Para hacer libros también se necesitan profesionales que sepan hacer su trabajo.

Nos referimos a autores, ilustradores, editores, correctores, diseñadores, maquetadores, y un largo e interesante etcétera.

Y una plantilla es una herramienta como cualquier otra: como las fuentes, las fotografías, las imágenes, los iconos, etc.

¿O es que no usamos plantillas predeterminadas que vienen en los programas para agilizar nuestro trabajo?

¿Acaso Adobe y Microsoft no ofrecen plantillas con sus programas para facilitarnos la labor?

¿O Blurb, Amazon KDP, Bubok y otras plataformas, no ofrecen plantillas de libros?

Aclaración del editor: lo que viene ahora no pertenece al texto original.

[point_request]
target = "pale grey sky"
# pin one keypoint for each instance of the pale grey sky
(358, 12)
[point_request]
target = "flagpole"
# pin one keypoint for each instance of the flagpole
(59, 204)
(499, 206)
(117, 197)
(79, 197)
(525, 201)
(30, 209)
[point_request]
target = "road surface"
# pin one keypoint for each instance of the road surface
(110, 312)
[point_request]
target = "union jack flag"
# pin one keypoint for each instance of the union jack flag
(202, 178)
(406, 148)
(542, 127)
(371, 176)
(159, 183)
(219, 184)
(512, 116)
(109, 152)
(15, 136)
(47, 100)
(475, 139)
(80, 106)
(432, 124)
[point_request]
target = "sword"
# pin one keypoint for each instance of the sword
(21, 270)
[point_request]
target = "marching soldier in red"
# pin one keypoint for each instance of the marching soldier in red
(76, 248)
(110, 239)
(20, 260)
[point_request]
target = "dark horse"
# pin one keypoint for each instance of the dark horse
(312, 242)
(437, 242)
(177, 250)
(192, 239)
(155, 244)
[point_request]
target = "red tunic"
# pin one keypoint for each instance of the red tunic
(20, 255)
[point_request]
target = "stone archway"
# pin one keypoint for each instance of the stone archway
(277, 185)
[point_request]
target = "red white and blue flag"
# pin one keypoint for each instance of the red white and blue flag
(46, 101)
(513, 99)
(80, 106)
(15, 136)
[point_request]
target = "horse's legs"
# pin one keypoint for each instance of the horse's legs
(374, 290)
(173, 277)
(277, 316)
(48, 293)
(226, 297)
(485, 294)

¿Quién no usa plantillas de Word, de PowerPoint o de Excel? ¿Cuántos usamos plantillas para redes sociales o mockups para crear composiciones fotográficas realistas?

Entonces, ¿qué impide usar plantillas prediseñadas de libros para ser más eficaces y ágiles con nuestro trabajo?

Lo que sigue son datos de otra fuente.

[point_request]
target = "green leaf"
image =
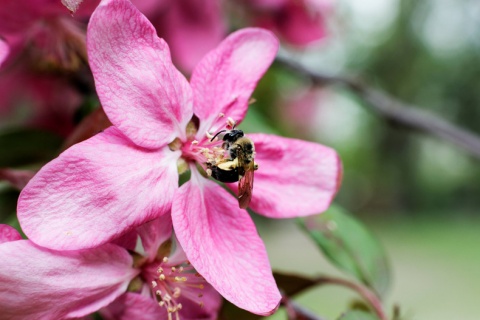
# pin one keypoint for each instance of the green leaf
(230, 311)
(357, 315)
(27, 146)
(350, 246)
(8, 202)
(291, 284)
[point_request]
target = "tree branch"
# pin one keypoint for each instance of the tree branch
(393, 109)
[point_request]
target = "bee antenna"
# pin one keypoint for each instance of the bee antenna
(211, 140)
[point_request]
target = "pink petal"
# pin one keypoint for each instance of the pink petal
(140, 90)
(154, 233)
(295, 178)
(221, 242)
(8, 233)
(297, 22)
(4, 51)
(96, 191)
(19, 15)
(37, 283)
(17, 178)
(191, 28)
(133, 306)
(266, 4)
(224, 80)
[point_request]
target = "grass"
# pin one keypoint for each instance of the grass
(435, 262)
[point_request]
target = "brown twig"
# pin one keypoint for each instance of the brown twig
(366, 293)
(393, 109)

Del mismo modo que las paletas son un instrumento para el albañil las plantillas lo son para el maquetador.
Del mismo modo que las paletas son un instrumento para el albañil las plantillas lo son para el maquetador.

Las plantillas de las páginas web

Raramente una página web o blog se construye desde cero; siempre se hace con una plantilla predeterminada de base.

¿Que se pone la plantilla y la página web queda montada? Sí, aunque la clave está, nuevamente, en el cómo.

¿Se necesitan conocimientos para obtener o comprar una plantilla? No, solo seguir los pasos que indica la tienda online.

¿Es necesario formarse para instalar la plantilla? Muy poco, y tal vez con algún tutorial se logre instalar el tema.

¿Se necesitan conocimientos para personalizar el tema de la web y hacerlo correctamente? Definitivamente sí, a menos que quieras que tu web sea un churro o no funcione.

Pues, con las publicaciones sucede lo mismo; se presenta exactamente la misma situación para las plantillas prediseñadas para libros.

El trabajo de un profesional es algo que defendemos y defenderemos siempre, porque no existen pócimas mágicas para crear y publicar libros.